Review: Myths Untold: Faery by Gus Li, Brandon Witt, Skye Hegyes, and J. Scott Coatsworth

Amazon US
Amazon US
Title: Myths Untold: Faery

Authors: Gus Li, Brandon Witt, Skye Hegyes, J. Scott Coatsworth

Publisher: Wilde City Press

Pages/Word Count: 247 Pages

At a Glance: Myths Untold: Faery gets a high recommendation for lovers of fairy tales and fantasy.

Reviewed By: Lisa

Blurb: Faeries are part of mythology the world over, past, present, and future. Called elves, brownies, the fae, and more, they evoke a sense of wonder and a little danger. Faery has its own rules, and humans enter at their peril. In this spirit, we bring you the first book in the Myths Untold anthology series—four stories from the land of the Fae: a homeless man in Cardiff and the luck that could destroy him; the trans man in future San Francisco who falls for an elf; the village boy who has always been a little different; and a faery prince whose birthright was stolen from him. Welcome to Faery.

Dividers

Review: From the contemporary to the tragic to the classic to a fairy tale with an Alt U/Urban Fantasy/Sci-Fi flair, Myths Untold: Faery is a fantastic collection of stories for lovers of the fae and the various twists on their mythology.

Author Gus Li kicks things off with the heartfelt and magical The Pwcca and the Persian Boy, a story that hooked me from page one—not only its characters but the setting as well. Li introduces readers to two boys—Glyn and Farrokh—who are homeless and living hand to mouth on the streets of modern day Cardiff. Armed with his wits and the will to do what it takes to survive, Glyn owes some credit for survival to an inexplicable lucky streak that helps him provide food for himself and Farrokh.

But when Farrokh—whose dependence on Glyn makes him feel almost as shameful as his being gay—begins disappearing for long stretches at a time, Glyn’s fear and the need to find and rescue his friend and lover leads him into a secret world and unimaginable danger, and he learns a few things about himself in the process.

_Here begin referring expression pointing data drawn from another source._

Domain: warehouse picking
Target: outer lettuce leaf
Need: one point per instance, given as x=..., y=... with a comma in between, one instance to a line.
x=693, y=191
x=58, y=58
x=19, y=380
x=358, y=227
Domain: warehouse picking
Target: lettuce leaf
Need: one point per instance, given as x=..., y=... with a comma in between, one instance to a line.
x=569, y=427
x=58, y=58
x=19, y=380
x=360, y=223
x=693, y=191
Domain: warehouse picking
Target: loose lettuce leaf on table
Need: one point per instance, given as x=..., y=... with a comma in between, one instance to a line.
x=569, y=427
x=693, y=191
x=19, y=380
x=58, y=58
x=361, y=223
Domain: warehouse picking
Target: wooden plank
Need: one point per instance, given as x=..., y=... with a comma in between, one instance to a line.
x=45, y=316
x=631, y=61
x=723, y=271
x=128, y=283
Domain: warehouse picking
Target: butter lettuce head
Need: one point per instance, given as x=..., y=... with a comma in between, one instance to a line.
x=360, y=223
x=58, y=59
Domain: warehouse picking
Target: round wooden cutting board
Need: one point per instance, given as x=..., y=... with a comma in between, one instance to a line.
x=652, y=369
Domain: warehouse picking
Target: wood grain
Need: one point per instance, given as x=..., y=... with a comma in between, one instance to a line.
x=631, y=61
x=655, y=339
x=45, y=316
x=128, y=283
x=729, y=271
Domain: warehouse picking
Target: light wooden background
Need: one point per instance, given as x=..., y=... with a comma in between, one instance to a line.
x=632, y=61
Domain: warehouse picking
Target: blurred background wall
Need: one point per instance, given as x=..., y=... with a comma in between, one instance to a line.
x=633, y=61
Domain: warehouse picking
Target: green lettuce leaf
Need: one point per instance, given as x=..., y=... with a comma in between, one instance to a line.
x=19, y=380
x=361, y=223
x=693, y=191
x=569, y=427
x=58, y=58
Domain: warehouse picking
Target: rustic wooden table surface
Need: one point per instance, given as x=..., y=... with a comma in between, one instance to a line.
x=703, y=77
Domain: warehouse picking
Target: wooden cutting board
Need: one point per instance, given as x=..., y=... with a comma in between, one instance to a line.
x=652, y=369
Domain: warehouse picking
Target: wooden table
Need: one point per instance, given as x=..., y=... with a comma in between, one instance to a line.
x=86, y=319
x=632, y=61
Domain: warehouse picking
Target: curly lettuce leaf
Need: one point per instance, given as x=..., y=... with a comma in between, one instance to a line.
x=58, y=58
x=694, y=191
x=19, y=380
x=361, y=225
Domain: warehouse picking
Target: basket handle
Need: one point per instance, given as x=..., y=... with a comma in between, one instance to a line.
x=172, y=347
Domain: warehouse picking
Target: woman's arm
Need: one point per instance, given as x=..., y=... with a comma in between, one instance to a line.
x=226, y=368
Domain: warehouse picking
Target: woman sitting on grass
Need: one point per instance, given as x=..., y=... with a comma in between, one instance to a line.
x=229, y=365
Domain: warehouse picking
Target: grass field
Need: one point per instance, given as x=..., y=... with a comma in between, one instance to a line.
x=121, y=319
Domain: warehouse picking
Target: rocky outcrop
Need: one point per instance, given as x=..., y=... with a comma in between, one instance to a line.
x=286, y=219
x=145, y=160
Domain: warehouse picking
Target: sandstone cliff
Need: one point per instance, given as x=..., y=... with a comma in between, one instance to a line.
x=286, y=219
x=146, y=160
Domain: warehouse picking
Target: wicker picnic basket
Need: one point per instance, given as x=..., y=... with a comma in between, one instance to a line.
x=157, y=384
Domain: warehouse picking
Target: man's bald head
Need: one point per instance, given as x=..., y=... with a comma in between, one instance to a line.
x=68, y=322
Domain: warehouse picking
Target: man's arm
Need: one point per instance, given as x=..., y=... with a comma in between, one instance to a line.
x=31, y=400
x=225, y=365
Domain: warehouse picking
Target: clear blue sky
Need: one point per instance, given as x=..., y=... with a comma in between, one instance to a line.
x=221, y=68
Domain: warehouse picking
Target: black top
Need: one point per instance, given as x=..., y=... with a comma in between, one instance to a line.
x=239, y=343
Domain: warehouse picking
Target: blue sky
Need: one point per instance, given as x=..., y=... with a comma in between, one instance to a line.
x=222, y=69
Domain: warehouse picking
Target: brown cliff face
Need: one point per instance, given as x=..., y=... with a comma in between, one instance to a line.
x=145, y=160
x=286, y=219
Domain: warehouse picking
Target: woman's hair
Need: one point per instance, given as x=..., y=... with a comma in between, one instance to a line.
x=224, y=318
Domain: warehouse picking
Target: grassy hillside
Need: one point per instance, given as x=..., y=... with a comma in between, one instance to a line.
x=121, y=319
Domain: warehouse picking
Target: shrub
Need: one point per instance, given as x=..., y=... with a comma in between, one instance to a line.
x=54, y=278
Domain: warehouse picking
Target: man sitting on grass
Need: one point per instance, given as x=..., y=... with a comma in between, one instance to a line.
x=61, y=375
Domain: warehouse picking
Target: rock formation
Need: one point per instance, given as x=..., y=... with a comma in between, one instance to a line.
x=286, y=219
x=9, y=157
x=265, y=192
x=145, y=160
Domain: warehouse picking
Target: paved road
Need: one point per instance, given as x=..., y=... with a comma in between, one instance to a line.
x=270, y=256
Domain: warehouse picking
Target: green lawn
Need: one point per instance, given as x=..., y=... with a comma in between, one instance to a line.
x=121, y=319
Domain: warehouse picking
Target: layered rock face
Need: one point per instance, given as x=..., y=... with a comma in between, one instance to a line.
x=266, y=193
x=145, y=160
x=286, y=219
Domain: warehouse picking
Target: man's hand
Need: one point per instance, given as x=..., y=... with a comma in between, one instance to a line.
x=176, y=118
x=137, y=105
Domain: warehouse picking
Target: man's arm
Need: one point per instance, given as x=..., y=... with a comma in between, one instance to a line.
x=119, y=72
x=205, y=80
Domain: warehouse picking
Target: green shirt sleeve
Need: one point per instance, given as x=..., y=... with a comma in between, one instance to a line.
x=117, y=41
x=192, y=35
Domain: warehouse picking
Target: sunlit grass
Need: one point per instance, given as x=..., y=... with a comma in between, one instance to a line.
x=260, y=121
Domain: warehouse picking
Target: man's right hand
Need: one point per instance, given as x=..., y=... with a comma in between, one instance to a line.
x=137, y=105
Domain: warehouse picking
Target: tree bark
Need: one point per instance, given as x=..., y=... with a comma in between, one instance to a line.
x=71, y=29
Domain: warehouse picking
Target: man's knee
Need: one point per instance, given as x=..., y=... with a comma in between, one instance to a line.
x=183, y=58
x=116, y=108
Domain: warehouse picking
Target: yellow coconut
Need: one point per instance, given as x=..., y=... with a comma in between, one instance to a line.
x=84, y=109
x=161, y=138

This story is an exciting and imaginative blend of contemporary and fantasy, and was a great start to this collection.

Brandon Witt’s The Other Side of the Chrysalis is a story that did its level best to rip my heart out, and forced me to rethink my definition of a happy ending.

Robbed of his birthright, Quay was once a prince who, upon his rebirth, emerges as both beauty and the beast, the ugly duckling and the swan, and from the first moment he tells us that the splendor of his wings was eclipsed by the deformity of his features, we witness his pain in a visceral way—his nameless existence, his life as the least of even the very least of those who are lowborn and lower valued. And he becomes, at once, our fallen angel who is an abomination—the one who knows how to love so well but doesn’t know what it means to be loved in return.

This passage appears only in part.